Die herrschenden Kapitalisten werden genauso bösartig sein wie in der Vergangenheit. Nichts regt die Reichen mehr auf, als sich von einem Bruchteil ihres obszönen Reichtums trennen zu müssen. Von Gier verzehrt, von einem Leben des Hedonismus und der Extravaganz betäubt, ohne Empathie, unfähig zur Selbstkritik oder Selbstaufopferung, umgeben von Sykophanten und Blutegeln, die auf ihre Wünsche, ihren Appetit und ihre Ansprüche eingehen und sie gebrauchen können Reichtum, um das Gesetz zu ignorieren und Kritiker und Gegner zu vernichten, gehören sie zu den abstoßendsten der menschlichen Spezies. Lassen Sie sich nicht von den geschickten PR-Kampagnen der Eliten täuschen - wir beobachten, wie Mark Zuckerberg, dessen Nettowert sich auf 64.1 Milliarden US-Dollar beläuft, massive Propagandabemühungen unternimmt, um Anklagen zu erheben, die er und Facebook auf die Nutzung und den Verkauf unserer persönlichen Informationen abzielen - oder von den kriechenden Nachrichten-Prominenten in den Unternehmensmedien, die als Höflinge und Entschuldiger für die Oligarchen auftreten.

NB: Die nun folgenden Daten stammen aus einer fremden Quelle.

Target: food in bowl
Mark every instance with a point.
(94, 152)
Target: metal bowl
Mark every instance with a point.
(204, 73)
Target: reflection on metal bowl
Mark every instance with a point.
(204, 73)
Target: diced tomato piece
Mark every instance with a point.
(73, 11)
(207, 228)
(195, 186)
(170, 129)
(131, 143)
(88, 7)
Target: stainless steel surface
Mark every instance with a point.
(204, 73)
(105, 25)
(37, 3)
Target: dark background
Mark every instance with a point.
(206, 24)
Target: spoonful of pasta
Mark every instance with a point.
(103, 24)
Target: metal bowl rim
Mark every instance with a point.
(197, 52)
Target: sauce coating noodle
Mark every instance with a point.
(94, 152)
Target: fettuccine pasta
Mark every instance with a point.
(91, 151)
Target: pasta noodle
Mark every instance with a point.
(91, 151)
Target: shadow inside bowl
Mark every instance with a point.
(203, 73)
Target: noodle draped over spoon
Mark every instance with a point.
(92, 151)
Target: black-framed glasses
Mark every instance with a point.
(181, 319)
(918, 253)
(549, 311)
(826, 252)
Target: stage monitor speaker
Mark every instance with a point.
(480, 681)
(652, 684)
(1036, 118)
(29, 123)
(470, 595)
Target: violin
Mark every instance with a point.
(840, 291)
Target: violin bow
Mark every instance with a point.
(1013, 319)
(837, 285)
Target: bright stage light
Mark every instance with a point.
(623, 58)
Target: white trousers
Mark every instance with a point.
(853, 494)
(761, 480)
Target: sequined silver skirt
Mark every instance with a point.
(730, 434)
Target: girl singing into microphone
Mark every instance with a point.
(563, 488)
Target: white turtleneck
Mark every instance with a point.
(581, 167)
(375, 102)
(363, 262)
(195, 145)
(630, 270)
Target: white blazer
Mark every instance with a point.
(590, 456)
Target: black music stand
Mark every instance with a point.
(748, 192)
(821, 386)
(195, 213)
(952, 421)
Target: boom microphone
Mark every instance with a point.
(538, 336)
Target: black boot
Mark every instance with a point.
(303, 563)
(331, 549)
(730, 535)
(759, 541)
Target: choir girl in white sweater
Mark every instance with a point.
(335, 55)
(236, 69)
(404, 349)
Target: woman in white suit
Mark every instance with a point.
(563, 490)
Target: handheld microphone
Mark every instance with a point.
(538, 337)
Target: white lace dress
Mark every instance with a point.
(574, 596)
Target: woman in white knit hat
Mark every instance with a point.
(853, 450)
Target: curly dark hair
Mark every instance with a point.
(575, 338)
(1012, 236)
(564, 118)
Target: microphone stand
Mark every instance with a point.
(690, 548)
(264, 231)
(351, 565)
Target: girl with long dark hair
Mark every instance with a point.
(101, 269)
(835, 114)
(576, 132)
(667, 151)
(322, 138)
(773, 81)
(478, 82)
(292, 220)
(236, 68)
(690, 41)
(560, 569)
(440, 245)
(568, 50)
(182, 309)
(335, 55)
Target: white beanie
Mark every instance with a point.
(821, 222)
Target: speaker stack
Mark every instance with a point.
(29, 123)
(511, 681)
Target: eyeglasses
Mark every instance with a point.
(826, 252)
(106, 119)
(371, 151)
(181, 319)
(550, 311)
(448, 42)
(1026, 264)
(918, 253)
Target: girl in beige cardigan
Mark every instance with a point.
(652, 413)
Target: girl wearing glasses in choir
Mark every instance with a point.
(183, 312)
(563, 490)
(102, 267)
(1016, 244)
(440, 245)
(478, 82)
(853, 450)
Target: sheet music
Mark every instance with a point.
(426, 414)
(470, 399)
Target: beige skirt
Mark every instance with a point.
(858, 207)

Diese Leute sind der Feind.

Ochisor, ein rumänischer Einwanderer, besaß eine New York City-Taximedaillon. (Medaillons wurden einst von Taxifahrern begehrt, weil sie es den Fahrern erlaubten, eigene Taxis zu besitzen oder die Taxis an andere Fahrer zu leasen.) Ochisor fuhr die Nachtschicht und dauerte 10 bis 12 Stunden. Seine Frau fuhr die Tagesschicht. Doch nachdem Uber und Lyft vor etwa drei Jahren die Stadt mit Autos und unterbezahlten Fahrern überflutet hatten, konnte das Paar kaum noch die Kosten decken. Ochisors Haus stand kurz vor der Zwangsvollstreckung. Sein Medaillon, das einst 1.1 Millionen Dollar wert war, war auf 180,000 Dollar gesunken. Der dramatische Wertverlust des Medaillons, das er für 3,000 Dollar im Monat leasen oder verkaufen wollte, um seinen Ruhestand zu finanzieren, zerstörte seine wirtschaftliche Sicherheit. Er war mit finanziellem Ruin und Armut konfrontiert. Und er war nicht allein.